The tax on savings increased in 2011 to 27%.  However, I've noticed that on the Revenue Commissioners website it states that where the interest is credited less frequently than annually that a rate of 30% applies.  Does anyone know is this the case with an 18 month savings account which I have with the EBS?  I would be grateful for any comments.  Thanks a lot.


----------



## Lightning (27 Jun 2011)

I think it depends on how often the bank applies the deposit interest. 

For example, the longer term deposits often apply interest each 6 months, so it is not subject to the higher rate. 

If EBS only apply the interest once, at maturity, and the term deposit is 1 year 6 months then I would think you are subject to the higher rate.


----------



## Black Rock (28 Jun 2011)

*NTMA State Savings are mostly tax free*

Most NTMA State Savings products are *not* subject to any tax, not 27%, not 30%.

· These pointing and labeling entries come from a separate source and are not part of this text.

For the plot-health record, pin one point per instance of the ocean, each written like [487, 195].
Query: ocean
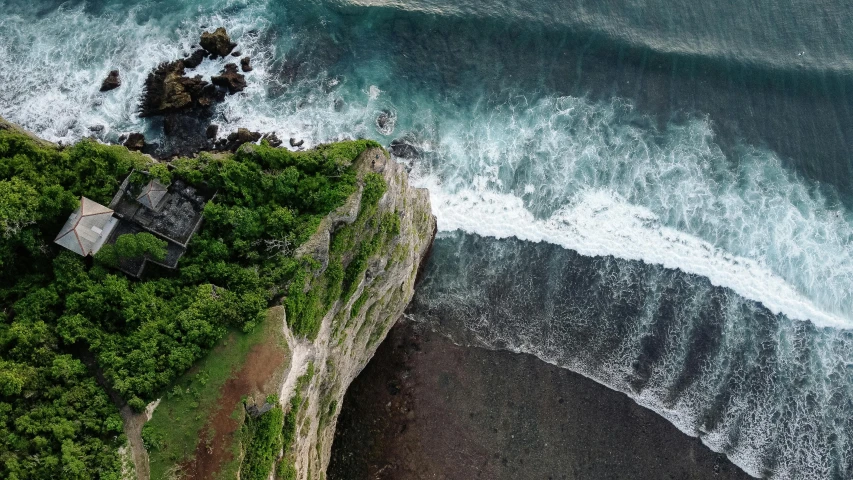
[655, 194]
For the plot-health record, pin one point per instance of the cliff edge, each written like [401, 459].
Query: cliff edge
[382, 245]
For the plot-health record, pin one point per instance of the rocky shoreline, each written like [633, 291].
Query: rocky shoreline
[426, 408]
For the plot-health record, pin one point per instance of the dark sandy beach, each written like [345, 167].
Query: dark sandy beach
[426, 408]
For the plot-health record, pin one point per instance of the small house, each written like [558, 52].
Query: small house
[87, 228]
[172, 213]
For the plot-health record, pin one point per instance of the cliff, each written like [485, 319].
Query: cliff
[361, 316]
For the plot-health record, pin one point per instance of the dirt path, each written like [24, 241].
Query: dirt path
[217, 437]
[133, 423]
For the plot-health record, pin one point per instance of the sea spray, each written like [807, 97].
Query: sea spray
[500, 139]
[775, 395]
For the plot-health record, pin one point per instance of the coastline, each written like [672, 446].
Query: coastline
[426, 408]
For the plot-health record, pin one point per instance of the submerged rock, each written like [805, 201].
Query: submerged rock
[403, 148]
[217, 43]
[167, 90]
[245, 64]
[112, 81]
[230, 79]
[195, 59]
[235, 139]
[185, 133]
[386, 121]
[272, 139]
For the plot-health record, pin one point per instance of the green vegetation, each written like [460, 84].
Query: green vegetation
[63, 317]
[285, 469]
[265, 442]
[133, 246]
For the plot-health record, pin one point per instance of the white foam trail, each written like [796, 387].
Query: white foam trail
[601, 223]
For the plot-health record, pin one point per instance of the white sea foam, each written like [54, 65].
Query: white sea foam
[601, 223]
[585, 176]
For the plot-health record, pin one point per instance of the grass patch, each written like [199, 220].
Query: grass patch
[173, 433]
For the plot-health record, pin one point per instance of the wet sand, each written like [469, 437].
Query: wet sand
[427, 409]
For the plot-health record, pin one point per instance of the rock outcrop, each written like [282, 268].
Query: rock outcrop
[217, 43]
[245, 64]
[167, 90]
[135, 141]
[354, 326]
[112, 81]
[230, 79]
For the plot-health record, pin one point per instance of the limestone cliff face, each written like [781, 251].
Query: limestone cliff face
[360, 318]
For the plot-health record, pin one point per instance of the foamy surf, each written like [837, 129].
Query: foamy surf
[601, 223]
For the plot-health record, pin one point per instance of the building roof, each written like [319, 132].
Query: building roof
[152, 194]
[86, 228]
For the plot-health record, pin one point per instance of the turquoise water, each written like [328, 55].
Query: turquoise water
[709, 141]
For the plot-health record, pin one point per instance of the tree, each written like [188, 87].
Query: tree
[133, 246]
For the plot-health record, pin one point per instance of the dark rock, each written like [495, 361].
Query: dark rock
[217, 43]
[402, 148]
[210, 95]
[164, 90]
[385, 122]
[256, 411]
[245, 64]
[231, 79]
[135, 141]
[112, 81]
[272, 139]
[185, 133]
[195, 59]
[167, 90]
[170, 124]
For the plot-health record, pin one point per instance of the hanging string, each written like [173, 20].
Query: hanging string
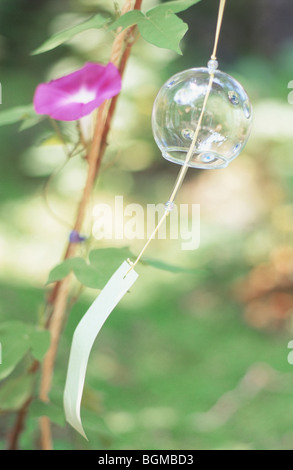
[170, 203]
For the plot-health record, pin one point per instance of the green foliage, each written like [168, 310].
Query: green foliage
[18, 114]
[17, 338]
[159, 26]
[15, 392]
[102, 264]
[95, 22]
[51, 410]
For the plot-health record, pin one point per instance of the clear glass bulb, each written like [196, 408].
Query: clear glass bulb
[225, 126]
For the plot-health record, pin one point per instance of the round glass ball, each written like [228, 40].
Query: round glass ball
[225, 125]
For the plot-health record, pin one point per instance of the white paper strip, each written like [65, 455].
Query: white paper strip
[84, 337]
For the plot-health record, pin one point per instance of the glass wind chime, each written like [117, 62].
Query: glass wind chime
[201, 118]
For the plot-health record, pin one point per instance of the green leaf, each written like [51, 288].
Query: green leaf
[39, 342]
[103, 263]
[51, 410]
[29, 122]
[163, 29]
[63, 269]
[175, 6]
[88, 276]
[85, 274]
[95, 22]
[167, 267]
[128, 19]
[159, 26]
[19, 113]
[14, 393]
[16, 339]
[107, 260]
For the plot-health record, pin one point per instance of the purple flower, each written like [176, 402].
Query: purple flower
[76, 95]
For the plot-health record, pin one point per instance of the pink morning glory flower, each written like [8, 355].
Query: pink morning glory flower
[76, 95]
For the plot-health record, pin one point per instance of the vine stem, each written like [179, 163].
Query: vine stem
[59, 298]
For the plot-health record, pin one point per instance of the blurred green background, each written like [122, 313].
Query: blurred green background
[186, 361]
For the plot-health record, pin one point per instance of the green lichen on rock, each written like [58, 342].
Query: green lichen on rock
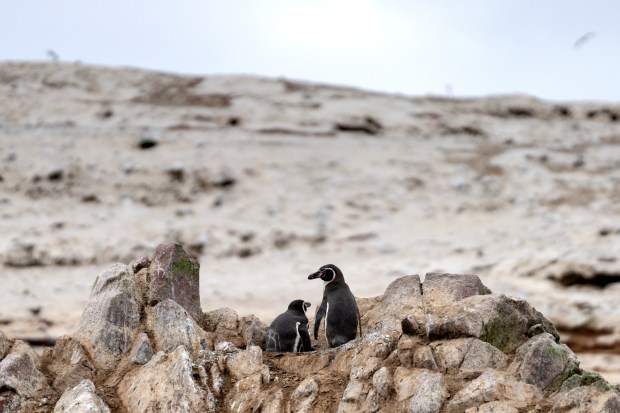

All lump sums payable on maturity are tax free in Ireland and this applies to the 
· 10% paid on Savings Bonds - 3 year (no annual interest paid) 
· 11% paid on the National Solidarity Bond - 4 year 
· 21% paid on Savings Certificate - 5 ½ year (no annual interest paid)
· 40% paid on the National Solidarity Bonds - 10 year 

DIRT is only at 27% is only applied to the annual interest (never to lump sum paid on maturity) which is paid on the 
· Ordinary Deposit Account (demand)- 1% pa = 1% Gross / 0.72% NET after tax 
· Deposit A/c Plus (30 day notice) - 3% pa = 3% Gross / 2.19% NET after tax 
· The National Solidarity Bond 4 year - 1% pa = 4% Gross / 2.92% NET after tax 
· The National Solidarity Bond 10 year- 1% pa =10% Gross / 7.30% NET after tax


----------



## Lightning (28 Jun 2011)

Ooops ... sorry Blackrock, I was using the payment frequency of the NTMA products as an example of where some longer term deposits are not subject to the higher tax rate due to annual or bi-annual payment frequencies. As you correctly pointed out the NTMA products are DIRT free.

A better example would be a Rabo 5 year term deposit that offers the option of annual interest payments.


----------



## Selbeep (30 Jun 2011)

Hi all,

Thanks for your replies.  May I take it then that I would not be subject to the 30% DIRT tax on an 18 month savings account.


----------



## Gervan (1 Jul 2011)

I think the 30% rate applies to products where the final interest amount is not known in advance.


----------